The detailed explanation of how incremental filter works is a great help:

I wonder if someone can kindly explain the unpublish filter in detail as well.

In particular, we run into the situation when someone creates a new item with the same filename as another item in the same folder, and that other item is archived. When unpublish runs, the system will unpublish the new item!


I would hazard that your problem isn’t caused by the unpublish filter but rather by the order of your content lists. The filter is actually a very simple one. If the content-valid flag of the item’s current state matches one of those supplied (by default, ‘u’ is supplied,) then the item is passed.
To unpublish the item, the location is looked up in the site item table. If you happened to publish first, then the unpublisher blindly removes the item you just published because it happens to match by name. For this reason, it is recommended that unpublish lists run before publish lists.
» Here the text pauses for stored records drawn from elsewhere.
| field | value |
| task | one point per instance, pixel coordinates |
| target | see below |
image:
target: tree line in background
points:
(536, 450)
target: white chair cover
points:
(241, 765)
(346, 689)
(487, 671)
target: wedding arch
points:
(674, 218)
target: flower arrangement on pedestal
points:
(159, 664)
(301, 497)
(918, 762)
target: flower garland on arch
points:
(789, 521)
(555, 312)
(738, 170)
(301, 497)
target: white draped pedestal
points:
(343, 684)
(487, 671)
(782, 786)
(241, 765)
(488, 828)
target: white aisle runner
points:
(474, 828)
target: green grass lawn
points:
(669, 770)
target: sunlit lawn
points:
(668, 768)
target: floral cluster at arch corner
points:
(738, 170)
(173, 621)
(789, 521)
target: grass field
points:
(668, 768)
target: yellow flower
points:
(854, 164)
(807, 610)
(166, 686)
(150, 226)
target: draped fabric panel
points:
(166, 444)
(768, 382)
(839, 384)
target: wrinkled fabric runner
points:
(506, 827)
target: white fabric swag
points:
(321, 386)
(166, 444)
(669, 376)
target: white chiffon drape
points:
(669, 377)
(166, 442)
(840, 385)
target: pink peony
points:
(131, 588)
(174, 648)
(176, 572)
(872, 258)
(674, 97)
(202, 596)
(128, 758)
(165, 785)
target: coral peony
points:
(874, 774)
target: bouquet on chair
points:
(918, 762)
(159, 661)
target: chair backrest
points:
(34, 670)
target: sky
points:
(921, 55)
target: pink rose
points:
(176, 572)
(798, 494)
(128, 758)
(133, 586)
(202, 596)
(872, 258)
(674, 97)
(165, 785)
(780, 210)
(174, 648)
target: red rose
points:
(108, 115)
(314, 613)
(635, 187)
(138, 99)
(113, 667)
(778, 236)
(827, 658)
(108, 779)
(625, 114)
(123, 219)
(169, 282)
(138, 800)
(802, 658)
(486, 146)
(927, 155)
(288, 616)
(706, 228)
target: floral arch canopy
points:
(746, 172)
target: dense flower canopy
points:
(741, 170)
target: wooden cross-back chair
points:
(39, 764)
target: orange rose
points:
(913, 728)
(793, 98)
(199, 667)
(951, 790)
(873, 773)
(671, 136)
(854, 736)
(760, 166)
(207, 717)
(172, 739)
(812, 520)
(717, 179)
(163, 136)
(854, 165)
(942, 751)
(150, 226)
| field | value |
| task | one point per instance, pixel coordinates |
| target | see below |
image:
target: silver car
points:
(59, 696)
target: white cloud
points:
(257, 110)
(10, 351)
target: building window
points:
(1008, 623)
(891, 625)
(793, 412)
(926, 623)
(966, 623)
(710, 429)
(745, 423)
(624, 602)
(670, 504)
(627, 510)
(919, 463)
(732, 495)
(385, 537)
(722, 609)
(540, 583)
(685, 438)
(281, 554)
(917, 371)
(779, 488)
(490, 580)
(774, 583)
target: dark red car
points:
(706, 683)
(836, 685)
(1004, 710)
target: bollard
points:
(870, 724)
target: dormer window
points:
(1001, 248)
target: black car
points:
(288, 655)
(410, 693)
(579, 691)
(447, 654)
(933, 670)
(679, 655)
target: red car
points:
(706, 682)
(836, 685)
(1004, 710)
No, I have unpublish list run first before any other content lists.

I also have a few hundred items “stuck” in the unpublish list, no matter how many times I have run it. I tried “edit” the site item table to set operations to “success” for those items; but still, they are caught in the unpublish list.

As of now, we run unpublish only in full editions.

I would like to take a stab at solving this myself first, before going through tech support.

Can you explain to me the heuristics behind the sys_PublishedSiteItems generator?